The main gaps today: screenshot capture (a request for formats: ["screenshot"] returns HTTP 422), PDF and DOCX parsing, best-in-class anti-bot bypass, reliable rendering of complex SPAs, WebSocket crawl-progress streaming, persistent job storage across restarts, and automatic request retry. Each limitation has a documented workaround and most are on the roadmap. The limitations matrix in this post lays out severity and roadmap priority for each.

Is CRW production-ready?

CRW is production-ready for its target use cases: scraping HTML content to clean markdown, building RAG pipelines, exposing web scraping via MCP, and self-hosting a Firecrawl-compatible API. It is not the right fit for screenshot capture, PDF indexing, or scraping highly-protected sites without external proxy support. If your workflow stays within the supported use cases, the limitations listed here are unlikely to block you.

Does CRW support screenshots?

No.

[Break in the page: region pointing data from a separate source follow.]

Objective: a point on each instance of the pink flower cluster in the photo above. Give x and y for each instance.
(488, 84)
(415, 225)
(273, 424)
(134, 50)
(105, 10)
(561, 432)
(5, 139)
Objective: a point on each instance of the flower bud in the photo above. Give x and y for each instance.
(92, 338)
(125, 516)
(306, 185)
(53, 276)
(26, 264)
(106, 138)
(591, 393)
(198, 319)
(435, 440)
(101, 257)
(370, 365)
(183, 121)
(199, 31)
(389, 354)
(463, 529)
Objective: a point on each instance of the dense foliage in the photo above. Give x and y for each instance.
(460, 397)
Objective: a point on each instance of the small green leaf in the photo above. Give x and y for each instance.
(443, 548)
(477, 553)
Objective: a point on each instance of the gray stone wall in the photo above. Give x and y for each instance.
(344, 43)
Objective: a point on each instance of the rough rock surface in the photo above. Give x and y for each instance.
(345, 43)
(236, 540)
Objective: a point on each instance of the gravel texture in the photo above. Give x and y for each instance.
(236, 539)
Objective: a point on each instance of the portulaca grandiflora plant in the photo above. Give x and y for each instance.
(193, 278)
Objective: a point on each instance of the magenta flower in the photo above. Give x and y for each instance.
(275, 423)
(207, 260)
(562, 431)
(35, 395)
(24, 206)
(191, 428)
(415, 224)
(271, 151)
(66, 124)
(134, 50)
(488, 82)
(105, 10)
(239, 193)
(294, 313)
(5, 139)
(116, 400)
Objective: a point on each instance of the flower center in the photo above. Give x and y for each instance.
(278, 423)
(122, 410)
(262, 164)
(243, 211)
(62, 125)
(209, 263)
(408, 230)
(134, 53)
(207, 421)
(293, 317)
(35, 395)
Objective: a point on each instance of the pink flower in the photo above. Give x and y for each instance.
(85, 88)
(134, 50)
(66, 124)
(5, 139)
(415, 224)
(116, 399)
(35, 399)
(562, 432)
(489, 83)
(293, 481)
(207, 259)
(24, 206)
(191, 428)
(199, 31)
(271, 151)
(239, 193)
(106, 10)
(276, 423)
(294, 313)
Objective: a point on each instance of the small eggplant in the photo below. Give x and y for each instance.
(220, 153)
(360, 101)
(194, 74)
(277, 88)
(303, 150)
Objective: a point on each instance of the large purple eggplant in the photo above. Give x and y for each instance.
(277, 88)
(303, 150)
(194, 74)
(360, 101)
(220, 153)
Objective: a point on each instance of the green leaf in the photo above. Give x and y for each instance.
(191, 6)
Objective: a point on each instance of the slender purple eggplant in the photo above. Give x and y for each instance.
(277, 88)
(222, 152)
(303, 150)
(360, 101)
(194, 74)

Screenshot output is not implemented — passing formats: ["screenshot"] returns an HTTP 422 error. Screenshot capture is waiting on LightPanda's screenshot API to stabilize for production use. If you need screenshots today, Firecrawl handles them well, and because CRW is API-compatible you can route screenshot requests to Firecrawl while using CRW for content extraction.

Can CRW scrape JavaScript-heavy sites and SPAs?

CRW renders many JavaScript-heavy pages through LightPanda, an experimental browser written in Zig that implements a subset of browser APIs. Reliability is good for typical React, Vue, and Angular SPAs but lower than Playwright-based tools on complex apps with heavy client-side routing or unimplemented browser APIs. SPA coverage is the highest-priority gap in CRW's core scraping; for pages where content quality is critical, use a thin-content fallback to Firecrawl.

Does CRW support PDF parsing?

No. CRW scrapes HTML pages only — passing a PDF URL to /v1/scrape fetches the raw bytes but cannot extract text from PDF, DOCX, or XLSX files, so the response errors or returns empty content. For documents, use a dedicated parser like pdfplumber in Python, or route PDF URLs to Firecrawl. PDF text extraction is on the roadmap but not in the current development cycle.

How fast is CRW, and what is the latency tradeoff?

On Firecrawl's public 1,000-URL scrape-content dataset (diagnose_3way.py, 2026-05-08), CRW posted the best median latency at 1914 ms versus Firecrawl's 2305 ms. The honest tradeoff is the tail: CRW's p90 of 14157 ms is the worst of the three tools tested, because the chrome-stealth fallback that recovers hard URLs — and gives CRW the top truth-recall of 63.74% — is the same mechanism that produces the slow tail. CRW does not yet have built-in retry with backoff, so handle 429s and timeouts in your client code.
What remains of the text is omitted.